LocalSignaling scenarios:

quantum_strategy(
    Π :: AbstractVector{<:AbstractMatrix},
    ρ_states :: Vector{<:AbstractMatrix},
    scenario :: LocalSignaling;
    atol=1e-7::Float64
) :: Strategy

For quantum systems the conditional probabilities are construct as

\[ P(y|x) = \text{Tr}[\Pi_y\rho_x].\]

A DomainError is thrown if the provided states and measurements are not compatible with the specified scenario.

Constructs a strategy matrix given quantum states and measurements. The supported scenarios include:

BlackBox scenarios:

quantum_strategy(
    Π :: AbstractVector{<:AbstractMatrix},
    ρ_states :: Vector{<:State};
    atol=1e-7::Float64
) :: Strategy

For a quantum system the conditional proabilities are constructed as

\[ P(y|x) = \text{Tr}[\Pi_y\rho_x].\]

random_strategy(
    num_inputs :: Int64,
    num_outputs :: Int64;
) :: Strategy

Constructs a randomized Strategy matrix. Zeros are inserted into the strategy to ensure that it does not closely resemble a uniform distribution.

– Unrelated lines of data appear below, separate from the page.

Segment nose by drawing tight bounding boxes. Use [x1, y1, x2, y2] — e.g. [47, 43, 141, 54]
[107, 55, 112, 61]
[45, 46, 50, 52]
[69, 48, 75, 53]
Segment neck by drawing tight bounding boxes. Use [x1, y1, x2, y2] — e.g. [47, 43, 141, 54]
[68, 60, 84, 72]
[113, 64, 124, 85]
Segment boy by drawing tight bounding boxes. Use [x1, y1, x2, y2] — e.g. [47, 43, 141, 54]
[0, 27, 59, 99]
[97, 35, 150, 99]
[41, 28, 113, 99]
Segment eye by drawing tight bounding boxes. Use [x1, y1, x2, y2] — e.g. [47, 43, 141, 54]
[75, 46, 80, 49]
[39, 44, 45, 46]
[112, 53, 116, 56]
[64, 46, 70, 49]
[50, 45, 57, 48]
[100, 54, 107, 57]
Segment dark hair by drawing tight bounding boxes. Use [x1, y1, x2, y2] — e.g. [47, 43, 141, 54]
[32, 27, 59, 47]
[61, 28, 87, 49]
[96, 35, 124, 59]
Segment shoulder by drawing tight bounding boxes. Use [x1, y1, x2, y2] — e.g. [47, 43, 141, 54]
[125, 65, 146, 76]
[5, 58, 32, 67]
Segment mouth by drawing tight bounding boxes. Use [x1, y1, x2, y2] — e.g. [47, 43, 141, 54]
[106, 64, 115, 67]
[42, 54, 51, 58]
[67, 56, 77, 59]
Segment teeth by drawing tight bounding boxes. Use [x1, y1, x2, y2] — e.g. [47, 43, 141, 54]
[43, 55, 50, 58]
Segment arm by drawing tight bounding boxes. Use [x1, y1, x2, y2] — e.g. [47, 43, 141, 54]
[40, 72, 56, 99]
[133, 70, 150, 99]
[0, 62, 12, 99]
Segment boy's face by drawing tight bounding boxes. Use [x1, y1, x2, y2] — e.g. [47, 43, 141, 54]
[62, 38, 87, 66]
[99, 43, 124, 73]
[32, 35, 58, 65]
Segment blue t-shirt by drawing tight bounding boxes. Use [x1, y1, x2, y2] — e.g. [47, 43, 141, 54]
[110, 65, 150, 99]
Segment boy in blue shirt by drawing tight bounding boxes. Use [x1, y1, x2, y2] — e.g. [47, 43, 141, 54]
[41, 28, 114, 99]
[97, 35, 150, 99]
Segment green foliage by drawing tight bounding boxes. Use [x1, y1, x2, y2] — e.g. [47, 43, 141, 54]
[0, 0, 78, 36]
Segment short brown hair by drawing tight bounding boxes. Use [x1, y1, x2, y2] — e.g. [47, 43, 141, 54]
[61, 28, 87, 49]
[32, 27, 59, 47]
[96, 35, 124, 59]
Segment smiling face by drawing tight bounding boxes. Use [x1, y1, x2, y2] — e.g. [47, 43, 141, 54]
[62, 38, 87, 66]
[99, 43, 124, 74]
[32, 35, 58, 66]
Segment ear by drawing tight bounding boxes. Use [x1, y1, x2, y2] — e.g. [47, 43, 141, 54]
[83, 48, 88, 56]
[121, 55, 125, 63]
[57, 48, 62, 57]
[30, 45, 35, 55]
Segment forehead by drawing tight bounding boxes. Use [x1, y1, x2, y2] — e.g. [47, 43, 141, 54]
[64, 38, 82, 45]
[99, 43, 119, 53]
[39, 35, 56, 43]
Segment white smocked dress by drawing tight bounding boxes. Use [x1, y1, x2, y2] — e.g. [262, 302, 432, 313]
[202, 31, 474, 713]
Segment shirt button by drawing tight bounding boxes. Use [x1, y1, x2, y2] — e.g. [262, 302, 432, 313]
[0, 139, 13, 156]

stirling2( n :: Int64, k :: Int64  ) :: Int64

Counts the number of ways to partition n items into k unlabelled groups. This quantity is known as Stirling's number of the 2nd kind:

\[\left\{n \atop k \right\} = \frac{1}{k!}\sum_{i=0}^k (-1)^i\binom{k}{i}(k-i)^n\]

Throws a DomainError if inputs do not satisfy n ≥ k ≥ 1.

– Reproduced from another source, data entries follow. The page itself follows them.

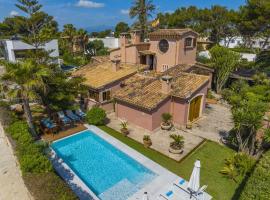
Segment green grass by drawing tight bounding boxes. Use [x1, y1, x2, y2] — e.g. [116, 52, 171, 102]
[99, 126, 240, 200]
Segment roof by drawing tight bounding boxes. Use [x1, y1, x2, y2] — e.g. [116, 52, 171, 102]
[139, 50, 156, 55]
[114, 66, 209, 111]
[149, 28, 199, 37]
[73, 62, 145, 89]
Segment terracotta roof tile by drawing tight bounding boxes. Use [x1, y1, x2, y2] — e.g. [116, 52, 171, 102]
[114, 66, 209, 110]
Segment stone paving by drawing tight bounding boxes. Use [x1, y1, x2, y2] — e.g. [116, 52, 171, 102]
[107, 104, 233, 161]
[0, 123, 32, 200]
[107, 113, 203, 161]
[190, 104, 234, 142]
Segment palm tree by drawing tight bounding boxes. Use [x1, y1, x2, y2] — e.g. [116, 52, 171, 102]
[77, 29, 88, 53]
[129, 0, 156, 39]
[1, 60, 49, 136]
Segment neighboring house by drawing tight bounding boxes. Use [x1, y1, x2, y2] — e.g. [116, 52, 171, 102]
[0, 39, 59, 63]
[89, 37, 119, 49]
[73, 29, 211, 130]
[219, 37, 270, 49]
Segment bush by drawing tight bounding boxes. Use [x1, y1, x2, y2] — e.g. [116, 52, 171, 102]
[239, 151, 270, 200]
[86, 107, 106, 126]
[6, 121, 53, 174]
[220, 153, 255, 182]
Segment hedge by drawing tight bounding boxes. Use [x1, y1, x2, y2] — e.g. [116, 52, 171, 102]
[6, 120, 77, 200]
[240, 150, 270, 200]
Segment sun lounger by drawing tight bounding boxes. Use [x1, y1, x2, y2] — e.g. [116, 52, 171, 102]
[75, 109, 86, 119]
[40, 118, 57, 132]
[57, 111, 72, 125]
[66, 110, 81, 121]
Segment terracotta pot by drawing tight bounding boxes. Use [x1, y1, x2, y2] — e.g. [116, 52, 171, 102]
[143, 140, 152, 148]
[160, 122, 172, 131]
[169, 147, 184, 154]
[121, 128, 129, 136]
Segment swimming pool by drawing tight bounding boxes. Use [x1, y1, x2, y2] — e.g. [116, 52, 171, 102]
[51, 130, 157, 200]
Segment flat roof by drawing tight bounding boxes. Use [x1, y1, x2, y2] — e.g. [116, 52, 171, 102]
[72, 61, 146, 89]
[114, 66, 209, 111]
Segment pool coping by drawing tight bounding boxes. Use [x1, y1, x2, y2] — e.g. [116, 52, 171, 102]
[50, 124, 181, 200]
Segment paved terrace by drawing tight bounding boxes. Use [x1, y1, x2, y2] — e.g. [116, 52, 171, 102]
[107, 113, 203, 161]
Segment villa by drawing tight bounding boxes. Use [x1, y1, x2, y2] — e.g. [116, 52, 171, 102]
[73, 29, 211, 131]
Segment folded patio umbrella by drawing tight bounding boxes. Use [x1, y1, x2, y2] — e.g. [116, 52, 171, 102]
[188, 160, 201, 193]
[142, 192, 149, 200]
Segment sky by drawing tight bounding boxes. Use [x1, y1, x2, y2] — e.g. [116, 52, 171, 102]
[0, 0, 246, 30]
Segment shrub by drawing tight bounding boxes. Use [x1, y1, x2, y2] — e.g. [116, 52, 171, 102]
[220, 153, 255, 182]
[161, 113, 172, 125]
[86, 107, 106, 126]
[6, 121, 53, 174]
[239, 151, 270, 200]
[170, 134, 185, 149]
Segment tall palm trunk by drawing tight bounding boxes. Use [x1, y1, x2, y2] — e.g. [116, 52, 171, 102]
[23, 97, 37, 136]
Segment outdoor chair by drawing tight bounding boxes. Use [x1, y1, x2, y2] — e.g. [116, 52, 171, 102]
[40, 118, 57, 133]
[66, 110, 81, 122]
[57, 111, 72, 125]
[74, 109, 86, 119]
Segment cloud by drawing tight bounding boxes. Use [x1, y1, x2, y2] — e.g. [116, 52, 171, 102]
[76, 0, 105, 8]
[120, 9, 129, 15]
[9, 10, 19, 16]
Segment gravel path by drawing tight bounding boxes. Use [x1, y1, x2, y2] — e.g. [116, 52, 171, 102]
[0, 123, 32, 200]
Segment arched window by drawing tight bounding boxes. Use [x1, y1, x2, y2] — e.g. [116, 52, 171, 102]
[185, 37, 193, 47]
[158, 39, 169, 53]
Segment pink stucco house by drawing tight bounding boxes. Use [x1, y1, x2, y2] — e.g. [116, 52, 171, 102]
[75, 29, 210, 131]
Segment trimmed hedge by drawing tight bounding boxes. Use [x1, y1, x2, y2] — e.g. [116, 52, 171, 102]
[6, 120, 78, 200]
[86, 107, 106, 126]
[240, 150, 270, 200]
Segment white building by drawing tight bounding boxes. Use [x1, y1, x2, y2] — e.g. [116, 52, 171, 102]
[219, 37, 270, 49]
[0, 39, 59, 63]
[89, 37, 120, 49]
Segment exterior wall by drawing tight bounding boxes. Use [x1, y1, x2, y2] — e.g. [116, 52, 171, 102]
[150, 38, 177, 72]
[89, 37, 120, 49]
[115, 103, 153, 130]
[152, 99, 171, 130]
[178, 33, 197, 64]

stirling2_matrices( n :: Int64, k :: Int64 ) :: Vector{Matrix{Bool}}

Generates the set of matrices with k rows and n columns where rows correspond to the groups and columns are the grouped elements. A non-zero element designates that the column id is grouped into the corresponding row.

E.g.

julia> stirling2_matrices(4, 2)
7-element Vector{Matrix{Bool}}:
 [1 1 1 0; 0 0 0 1]
 [0 0 1 0; 1 1 0 1]
 [1 1 0 0; 0 0 1 1]
 [1 0 1 0; 0 1 0 1]
 [0 1 0 0; 1 0 1 1]
 [0 1 1 0; 1 0 0 1]
 [1 0 0 0; 0 1 1 1]

A DomainError is thrown if n ≥ k ≥ 1 is not satisfied.

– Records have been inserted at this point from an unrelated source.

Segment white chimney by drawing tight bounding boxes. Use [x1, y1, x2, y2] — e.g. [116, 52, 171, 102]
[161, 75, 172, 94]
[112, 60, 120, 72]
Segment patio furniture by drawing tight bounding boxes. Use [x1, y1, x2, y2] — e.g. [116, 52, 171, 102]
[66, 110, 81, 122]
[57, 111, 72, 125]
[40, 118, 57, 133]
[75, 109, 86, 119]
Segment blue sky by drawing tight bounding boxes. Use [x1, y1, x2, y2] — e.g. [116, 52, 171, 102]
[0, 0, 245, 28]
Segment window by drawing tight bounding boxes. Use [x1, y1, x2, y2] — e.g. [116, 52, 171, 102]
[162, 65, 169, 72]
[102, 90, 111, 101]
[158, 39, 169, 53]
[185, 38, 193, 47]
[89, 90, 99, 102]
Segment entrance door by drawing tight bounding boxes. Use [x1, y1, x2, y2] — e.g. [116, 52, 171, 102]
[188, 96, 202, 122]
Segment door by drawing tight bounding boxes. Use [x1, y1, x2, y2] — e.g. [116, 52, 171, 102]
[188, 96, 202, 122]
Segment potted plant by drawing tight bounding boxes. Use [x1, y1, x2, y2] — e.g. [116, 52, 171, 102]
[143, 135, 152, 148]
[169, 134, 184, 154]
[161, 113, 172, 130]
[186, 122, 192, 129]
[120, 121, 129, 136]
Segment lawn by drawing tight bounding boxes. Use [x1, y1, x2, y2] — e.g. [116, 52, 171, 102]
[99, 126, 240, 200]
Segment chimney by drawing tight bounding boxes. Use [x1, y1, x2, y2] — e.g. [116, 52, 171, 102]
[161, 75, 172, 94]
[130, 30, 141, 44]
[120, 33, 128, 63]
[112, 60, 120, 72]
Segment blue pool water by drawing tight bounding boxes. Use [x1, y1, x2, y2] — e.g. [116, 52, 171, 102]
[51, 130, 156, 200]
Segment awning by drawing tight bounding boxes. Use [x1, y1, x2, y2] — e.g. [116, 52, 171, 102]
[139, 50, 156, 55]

stirling2_partitions( n :: Int64, k :: Int64 ) :: Vector{Vector{Vector{Int64}}}

Enumerates the unique partitions of n items into k unlabelled sets. Each partition is a vector containing a set of k vectors designating each group.

E.g.

julia> stirling2_partitions(4, 2)
7-element Vector{Vector{Vector{Int64}}}:
 [[1, 2, 3], [4]]
 [[3], [1, 2, 4]]
 [[1, 2], [3, 4]]
 [[1, 3], [2, 4]]
 [[2], [1, 3, 4]]
 [[2, 3], [1, 4]]
 [[1], [2, 3, 4]]

This recursive algorithm was inspired by this blog.

strategy_dims( scenario :: Scenario ) :: Tuple{Int64, Int64}

Returns the dimensions of the Conditionals matrix describing a Strategy for the Scenario at hand. Each Scenario, can place unique constraints on the matrix dimensions, therfore, separate methods are called for each concrete Scenario.